Australian energy giant Santos has shut down its Barossa LNG project just as global gas markets face a supply crisis triggered by Middle East conflicts. The timing, reported by Boiling Cold, raises questions about Australia's role as an energy supplier when domestic and international demand is surging.
Here's the absurdity. Australia is one of the world's largest LNG exporters, shipping gas to Asia and beyond. Yet Australian households and businesses face supply shortages and price spikes. And now, during a global gas crunch, a major domestic producer is shutting down operations.
The Barossa project, located in the Timor Sea off Australia's north coast, was intended to supply the Darwin LNG facility. The project has faced repeated delays and cost overruns, along with environmental challenges and opposition from Traditional Owners concerned about impacts on sacred sites and marine environments.

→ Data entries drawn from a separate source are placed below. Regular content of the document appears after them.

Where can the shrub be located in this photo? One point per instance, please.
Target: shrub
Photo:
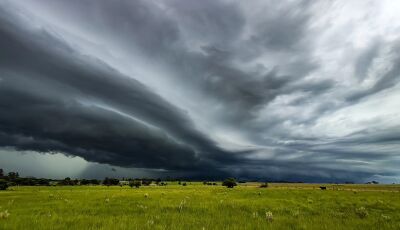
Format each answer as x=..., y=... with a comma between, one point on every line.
x=229, y=183
x=3, y=184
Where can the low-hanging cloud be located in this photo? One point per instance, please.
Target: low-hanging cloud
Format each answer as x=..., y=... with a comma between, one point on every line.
x=210, y=88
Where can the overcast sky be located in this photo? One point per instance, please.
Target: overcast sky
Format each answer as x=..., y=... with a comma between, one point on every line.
x=283, y=90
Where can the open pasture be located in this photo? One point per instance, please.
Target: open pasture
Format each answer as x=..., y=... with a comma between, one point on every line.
x=198, y=206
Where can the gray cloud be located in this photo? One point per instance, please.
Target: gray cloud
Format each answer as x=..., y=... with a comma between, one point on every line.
x=201, y=89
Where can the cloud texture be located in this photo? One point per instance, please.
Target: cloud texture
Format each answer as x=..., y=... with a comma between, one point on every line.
x=291, y=90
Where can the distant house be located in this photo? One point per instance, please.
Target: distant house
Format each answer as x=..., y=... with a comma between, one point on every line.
x=123, y=182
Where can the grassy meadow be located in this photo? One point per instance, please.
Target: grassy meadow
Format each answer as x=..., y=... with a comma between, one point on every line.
x=198, y=206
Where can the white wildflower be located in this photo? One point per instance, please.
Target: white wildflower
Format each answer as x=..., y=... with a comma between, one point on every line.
x=4, y=214
x=269, y=216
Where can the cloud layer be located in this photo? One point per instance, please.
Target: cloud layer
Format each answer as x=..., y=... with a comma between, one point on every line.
x=296, y=90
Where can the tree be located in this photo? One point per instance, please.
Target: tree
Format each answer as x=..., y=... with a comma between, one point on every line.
x=3, y=184
x=229, y=183
x=13, y=175
x=135, y=183
x=264, y=185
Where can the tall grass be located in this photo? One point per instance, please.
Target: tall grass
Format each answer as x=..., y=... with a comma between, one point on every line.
x=198, y=206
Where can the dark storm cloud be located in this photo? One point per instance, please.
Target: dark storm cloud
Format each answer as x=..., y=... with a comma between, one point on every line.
x=209, y=88
x=43, y=95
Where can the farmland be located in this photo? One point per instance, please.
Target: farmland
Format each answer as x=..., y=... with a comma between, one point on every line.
x=198, y=206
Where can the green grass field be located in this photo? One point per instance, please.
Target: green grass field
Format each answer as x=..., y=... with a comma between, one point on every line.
x=196, y=206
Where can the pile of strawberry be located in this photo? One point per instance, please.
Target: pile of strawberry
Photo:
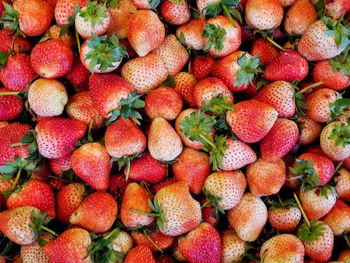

Santos has not provided detailed public explanations for the shutdown timing. Technical issues, cost pressures, or market conditions could all be factors. But the optics are terrible. Global gas prices are elevated, European nations are scrambling for supply alternatives to Russian gas, and Asia faces energy security concerns. This should be boom time for Australian LNG.
The east coast gas market exemplifies the dysfunction. Australia exports vast quantities of gas while domestic users face shortages. Why? Because export contracts lock in supply at prices often lower than domestic users must pay. The result is gas extracted from Australian territory being sold overseas while Australian manufacturers struggle to secure supply.
Successive governments have failed to implement an effective domestic gas reservation policy. Western Australia requires 15% of gas produced in the state to be reserved for domestic use, ensuring local supply. The eastern states have no equivalent mechanism. Industry lobbying has successfully resisted such policies, arguing they would discourage investment.
The result is the current situation. Gas producers prioritise export contracts over domestic supply. When global prices spike, domestic users get squeezed. And when a major project shuts down, there's no buffer to absorb the lost supply.
Climate advocates have long argued Australia should be transitioning away from fossil fuel exports, not expanding them. The Barossa project faced sustained opposition from environmental groups who argued the project's emissions profile made it incompatible with climate targets. Traditional Owners raised concerns about impacts on sea country and cultural heritage.
From that perspective, the shutdown could be seen as a positive development. But the timing creates a different problem. If Australia is going to transition away from gas, it needs to build alternative energy infrastructure first. Shutting down projects without replacement supply doesn't help the energy transition. It just creates shortages.
The Pacific regional context matters here. Pacific Island nations are completely dependent on imported diesel and petrol for power generation and transport. Fuel price spikes hit them hardest. Australia has positioned itself as a reliable energy partner for the Pacific, offering to supply LNG and support renewable energy transitions.
But how credible is that partnership when Australia can't even guarantee its own domestic gas supply? When major projects shut down without clear explanations? Pacific leaders notice these contradictions.
The federal government has been largely silent on the Barossa shutdown. That silence speaks volumes. Energy security should be a national priority, particularly when global markets are tight and allies are seeking supply. Instead, the government seems content to let the market sort it out.
Mate, there's a whole continent and a thousand islands down here. We're sitting on massive gas reserves, exporting to the world, and somehow still managing to create domestic shortages. That's not just market failure. That's policy failure.